In language, we know if a statement follows the rules of the language by whether or not it makes sense. If I say, “My dog ate his dinner,” that makes sense; we can derive meaning from the statement. If I say, “Dinner his ate dog my,” the meaning is non-existent. We would say that sentence is “wrong.” (Note that this kind of wrongness is separate from the actual truth of the statement. The “my dog ate his dinner” sentence could be wrong if my dog had not actually had his dinner, but the sentence would still make sense.)
So what about music? It is sound; is it sound that communicates meaning? Well, it clearly doesn’t communicate meaning the way a sentence does. I can’t say “My dog ate his dinner” simply by using musical notes and rhythms. Music can’t pass on semantic meaning.
Having said that, we often hear music and say, “this piece is sad” or “this song is angry.” Music does seems to communicate emotional meaning.
Now, with language, there are better and worse ways to communicate a meaning. “My dog ate his dinner,” is pretty clear. “My dog his dinner ate,” is less clear but would probably get the point across. But “Dinner his ate dog my,” is very difficult to parse.
Are there better, worse and wrong ways to communicate emotional meaning? Well, if you want to convey anger and you play a quiet major chord once every 10 seconds, not a lot of people are going to derive the idea of anger from it. If you want to create a calm piece and you use chromatic 32nd notes jumping around with no apparent pattern you’re probably going to create anxiety for a lot of listers.
So the emotional meaning of music may not be dependent on a formal grammar but there are some general rules to follow.
So where is this emotional meaning kept in a musical statement?
I would say…
Chords are generally termed happy, sad, mysterious, dark, etc. Chord’s interactions with each other also have a certain emotional character. A C maj chord might be happy. A C maj chord going to and from a C# maj chord has a different, darker flavor. (Try it.)
Obviously fast, busy rhythms have a frenetic flavor while slow rhythms are more languid and lazy.
This gets tricky. Obviously melodies can imply harmony (using arpeggios for example) and thus convey emotions that the harmony would. A melody’s direction can also convey emotion. A melody climbing upward has a striving, reaching, ascending quality. (Flying to heaven?) A descending melody has a depressing, falling quality. (Going to hell?)
I’m vastly simplifying here, and focusing on “obvious” emotions like happiness as opposed to “confused melancholy” or what not. I’m also ignoring the fact that the intended emotional character of music varies by culture (e.g. what a Chinese peasant hears as happy music may not be what a web developer is San Francisco hears as happy.) Nonetheless, I recall seeing Daniel Levitin, cognitive psychologist and author of the book “This is Your Brain on Music,” make the point that there are some universal constants. In no culture do people emote calm by jumping up and screaming.

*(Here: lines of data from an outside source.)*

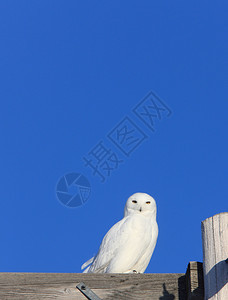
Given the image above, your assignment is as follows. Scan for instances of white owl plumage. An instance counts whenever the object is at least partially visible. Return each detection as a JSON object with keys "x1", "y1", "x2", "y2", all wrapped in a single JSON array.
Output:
[{"x1": 81, "y1": 193, "x2": 158, "y2": 273}]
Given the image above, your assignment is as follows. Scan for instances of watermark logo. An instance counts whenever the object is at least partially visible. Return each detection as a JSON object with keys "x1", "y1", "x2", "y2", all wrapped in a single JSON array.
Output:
[
  {"x1": 56, "y1": 92, "x2": 172, "y2": 207},
  {"x1": 56, "y1": 173, "x2": 91, "y2": 208}
]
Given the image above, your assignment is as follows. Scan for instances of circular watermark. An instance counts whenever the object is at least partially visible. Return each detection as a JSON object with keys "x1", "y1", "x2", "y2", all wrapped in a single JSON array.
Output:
[{"x1": 56, "y1": 173, "x2": 91, "y2": 208}]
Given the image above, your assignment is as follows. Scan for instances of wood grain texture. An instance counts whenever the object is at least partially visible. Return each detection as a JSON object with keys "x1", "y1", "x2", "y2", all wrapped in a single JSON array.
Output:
[
  {"x1": 201, "y1": 212, "x2": 228, "y2": 300},
  {"x1": 0, "y1": 273, "x2": 186, "y2": 300},
  {"x1": 186, "y1": 261, "x2": 204, "y2": 300}
]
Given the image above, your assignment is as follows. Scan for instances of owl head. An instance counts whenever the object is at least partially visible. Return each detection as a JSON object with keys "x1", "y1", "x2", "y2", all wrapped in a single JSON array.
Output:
[{"x1": 124, "y1": 193, "x2": 157, "y2": 218}]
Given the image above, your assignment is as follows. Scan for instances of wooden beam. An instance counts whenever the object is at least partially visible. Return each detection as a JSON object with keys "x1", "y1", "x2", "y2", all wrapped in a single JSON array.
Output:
[
  {"x1": 186, "y1": 261, "x2": 204, "y2": 300},
  {"x1": 0, "y1": 273, "x2": 186, "y2": 300},
  {"x1": 201, "y1": 212, "x2": 228, "y2": 300}
]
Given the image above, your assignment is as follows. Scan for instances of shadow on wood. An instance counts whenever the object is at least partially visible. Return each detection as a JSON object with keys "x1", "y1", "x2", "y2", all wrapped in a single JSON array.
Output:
[{"x1": 205, "y1": 260, "x2": 228, "y2": 298}]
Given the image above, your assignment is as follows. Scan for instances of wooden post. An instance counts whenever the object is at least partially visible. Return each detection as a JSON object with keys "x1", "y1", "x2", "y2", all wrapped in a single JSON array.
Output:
[
  {"x1": 201, "y1": 212, "x2": 228, "y2": 300},
  {"x1": 186, "y1": 261, "x2": 204, "y2": 300}
]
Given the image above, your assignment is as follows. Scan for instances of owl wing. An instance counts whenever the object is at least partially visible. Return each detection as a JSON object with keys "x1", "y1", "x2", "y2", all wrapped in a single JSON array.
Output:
[{"x1": 83, "y1": 215, "x2": 151, "y2": 273}]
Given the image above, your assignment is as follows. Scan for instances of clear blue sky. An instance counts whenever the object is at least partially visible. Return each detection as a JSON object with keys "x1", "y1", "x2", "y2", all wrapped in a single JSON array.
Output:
[{"x1": 0, "y1": 0, "x2": 228, "y2": 273}]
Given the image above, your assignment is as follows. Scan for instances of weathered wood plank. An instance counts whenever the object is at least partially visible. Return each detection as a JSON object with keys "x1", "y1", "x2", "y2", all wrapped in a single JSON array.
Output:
[
  {"x1": 186, "y1": 261, "x2": 204, "y2": 300},
  {"x1": 0, "y1": 273, "x2": 186, "y2": 300},
  {"x1": 202, "y1": 212, "x2": 228, "y2": 300}
]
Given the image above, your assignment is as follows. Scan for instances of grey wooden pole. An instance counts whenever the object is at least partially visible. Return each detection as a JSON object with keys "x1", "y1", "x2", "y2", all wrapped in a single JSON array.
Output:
[{"x1": 201, "y1": 212, "x2": 228, "y2": 300}]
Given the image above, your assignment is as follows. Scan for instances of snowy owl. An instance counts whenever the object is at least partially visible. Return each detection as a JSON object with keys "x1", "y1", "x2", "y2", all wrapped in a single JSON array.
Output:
[{"x1": 81, "y1": 193, "x2": 158, "y2": 273}]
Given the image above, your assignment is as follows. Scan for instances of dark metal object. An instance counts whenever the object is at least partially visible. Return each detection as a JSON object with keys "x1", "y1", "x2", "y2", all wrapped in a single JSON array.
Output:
[{"x1": 76, "y1": 282, "x2": 101, "y2": 300}]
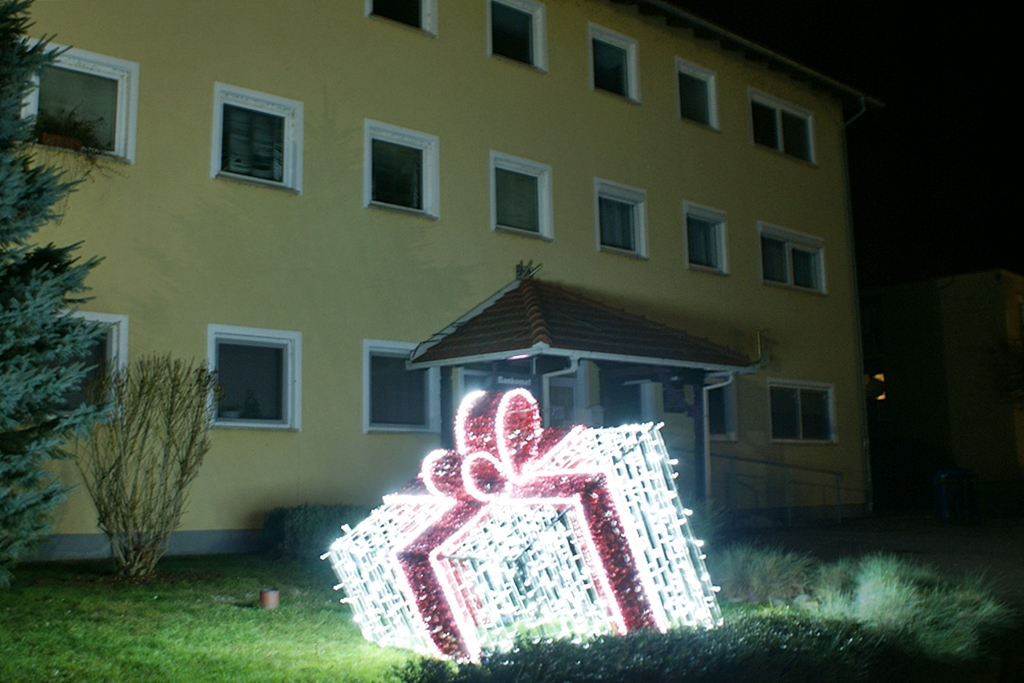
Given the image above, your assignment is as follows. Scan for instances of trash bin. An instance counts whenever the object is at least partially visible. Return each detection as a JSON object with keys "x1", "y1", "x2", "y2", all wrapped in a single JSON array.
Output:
[{"x1": 932, "y1": 468, "x2": 978, "y2": 524}]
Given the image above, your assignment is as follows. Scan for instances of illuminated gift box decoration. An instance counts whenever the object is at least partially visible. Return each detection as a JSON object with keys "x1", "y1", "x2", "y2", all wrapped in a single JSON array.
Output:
[{"x1": 324, "y1": 389, "x2": 722, "y2": 660}]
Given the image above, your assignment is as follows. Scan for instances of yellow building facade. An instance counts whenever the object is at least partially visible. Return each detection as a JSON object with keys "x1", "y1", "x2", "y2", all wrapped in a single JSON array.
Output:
[{"x1": 27, "y1": 0, "x2": 868, "y2": 556}]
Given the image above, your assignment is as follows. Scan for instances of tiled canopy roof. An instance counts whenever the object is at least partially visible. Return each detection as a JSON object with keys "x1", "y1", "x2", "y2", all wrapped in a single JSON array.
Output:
[{"x1": 411, "y1": 279, "x2": 751, "y2": 370}]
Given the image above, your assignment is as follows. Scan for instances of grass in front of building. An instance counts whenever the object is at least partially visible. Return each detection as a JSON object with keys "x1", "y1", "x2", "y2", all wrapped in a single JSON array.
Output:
[{"x1": 0, "y1": 555, "x2": 409, "y2": 683}]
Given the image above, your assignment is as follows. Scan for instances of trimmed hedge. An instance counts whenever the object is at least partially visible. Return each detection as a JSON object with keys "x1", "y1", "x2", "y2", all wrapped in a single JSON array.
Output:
[{"x1": 260, "y1": 505, "x2": 371, "y2": 559}]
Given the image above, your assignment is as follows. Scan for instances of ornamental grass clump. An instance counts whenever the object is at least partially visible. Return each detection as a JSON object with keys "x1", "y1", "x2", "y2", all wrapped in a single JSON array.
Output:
[
  {"x1": 814, "y1": 554, "x2": 1015, "y2": 658},
  {"x1": 78, "y1": 355, "x2": 217, "y2": 577},
  {"x1": 711, "y1": 543, "x2": 812, "y2": 604}
]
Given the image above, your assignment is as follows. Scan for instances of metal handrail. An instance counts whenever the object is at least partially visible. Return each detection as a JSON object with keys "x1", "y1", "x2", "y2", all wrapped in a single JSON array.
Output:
[
  {"x1": 669, "y1": 446, "x2": 843, "y2": 526},
  {"x1": 711, "y1": 453, "x2": 843, "y2": 526}
]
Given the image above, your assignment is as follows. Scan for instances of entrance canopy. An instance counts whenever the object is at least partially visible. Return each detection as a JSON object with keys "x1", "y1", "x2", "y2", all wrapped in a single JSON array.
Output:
[{"x1": 409, "y1": 278, "x2": 752, "y2": 373}]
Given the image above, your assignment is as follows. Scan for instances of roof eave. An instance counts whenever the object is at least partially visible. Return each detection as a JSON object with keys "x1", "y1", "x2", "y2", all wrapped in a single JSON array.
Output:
[
  {"x1": 620, "y1": 0, "x2": 884, "y2": 108},
  {"x1": 406, "y1": 343, "x2": 758, "y2": 375}
]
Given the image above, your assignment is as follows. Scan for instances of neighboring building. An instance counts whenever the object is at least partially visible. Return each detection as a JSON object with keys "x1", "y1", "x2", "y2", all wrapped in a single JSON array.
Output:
[
  {"x1": 861, "y1": 270, "x2": 1024, "y2": 513},
  {"x1": 26, "y1": 0, "x2": 871, "y2": 556}
]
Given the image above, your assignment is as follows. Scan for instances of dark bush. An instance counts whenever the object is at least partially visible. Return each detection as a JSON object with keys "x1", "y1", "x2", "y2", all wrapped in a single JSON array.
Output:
[
  {"x1": 398, "y1": 614, "x2": 967, "y2": 683},
  {"x1": 260, "y1": 505, "x2": 371, "y2": 559}
]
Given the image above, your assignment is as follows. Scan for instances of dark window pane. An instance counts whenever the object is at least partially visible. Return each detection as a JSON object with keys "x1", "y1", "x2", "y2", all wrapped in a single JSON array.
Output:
[
  {"x1": 771, "y1": 387, "x2": 800, "y2": 438},
  {"x1": 217, "y1": 342, "x2": 285, "y2": 421},
  {"x1": 62, "y1": 331, "x2": 111, "y2": 411},
  {"x1": 761, "y1": 236, "x2": 790, "y2": 283},
  {"x1": 36, "y1": 67, "x2": 118, "y2": 152},
  {"x1": 782, "y1": 112, "x2": 811, "y2": 161},
  {"x1": 686, "y1": 216, "x2": 722, "y2": 268},
  {"x1": 800, "y1": 389, "x2": 831, "y2": 441},
  {"x1": 373, "y1": 0, "x2": 423, "y2": 29},
  {"x1": 792, "y1": 248, "x2": 821, "y2": 290},
  {"x1": 370, "y1": 355, "x2": 427, "y2": 426},
  {"x1": 490, "y1": 2, "x2": 534, "y2": 65},
  {"x1": 679, "y1": 73, "x2": 711, "y2": 126},
  {"x1": 708, "y1": 387, "x2": 729, "y2": 436},
  {"x1": 751, "y1": 102, "x2": 778, "y2": 150},
  {"x1": 598, "y1": 197, "x2": 636, "y2": 251},
  {"x1": 495, "y1": 168, "x2": 541, "y2": 232},
  {"x1": 220, "y1": 104, "x2": 285, "y2": 182},
  {"x1": 593, "y1": 39, "x2": 629, "y2": 96},
  {"x1": 372, "y1": 140, "x2": 423, "y2": 209}
]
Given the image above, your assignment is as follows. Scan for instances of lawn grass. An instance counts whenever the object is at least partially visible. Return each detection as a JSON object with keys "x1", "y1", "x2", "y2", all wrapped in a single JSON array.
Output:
[
  {"x1": 0, "y1": 549, "x2": 1016, "y2": 683},
  {"x1": 0, "y1": 556, "x2": 409, "y2": 683}
]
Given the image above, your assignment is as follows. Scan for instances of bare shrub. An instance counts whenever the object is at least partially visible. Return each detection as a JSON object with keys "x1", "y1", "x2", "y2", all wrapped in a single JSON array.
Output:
[{"x1": 78, "y1": 355, "x2": 217, "y2": 577}]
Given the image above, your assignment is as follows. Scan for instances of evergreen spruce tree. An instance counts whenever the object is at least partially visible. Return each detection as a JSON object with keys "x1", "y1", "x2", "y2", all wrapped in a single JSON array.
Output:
[{"x1": 0, "y1": 0, "x2": 97, "y2": 588}]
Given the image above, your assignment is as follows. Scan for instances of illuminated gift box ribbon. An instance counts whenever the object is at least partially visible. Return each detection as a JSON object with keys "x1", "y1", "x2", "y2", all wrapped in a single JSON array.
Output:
[{"x1": 396, "y1": 389, "x2": 664, "y2": 659}]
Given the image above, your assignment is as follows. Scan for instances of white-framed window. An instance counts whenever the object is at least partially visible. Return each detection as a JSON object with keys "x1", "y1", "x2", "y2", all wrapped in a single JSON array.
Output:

A point made in the book “Music, The Brain and Ecstasy” is this: music creates emotional meaning by actually affecting your nervous system. If music sounds “anxious” it’s because it is actually increasing your heart rate, raising your blood pressure, filling your body with adrenaline etc. If music sounds calm it is because it is doing the reverse. (Obviously this is on a subtle level. There’s “listening to a jarring movie soundtrack” anxious and then there’s “actually being chased by a bear” anxious.)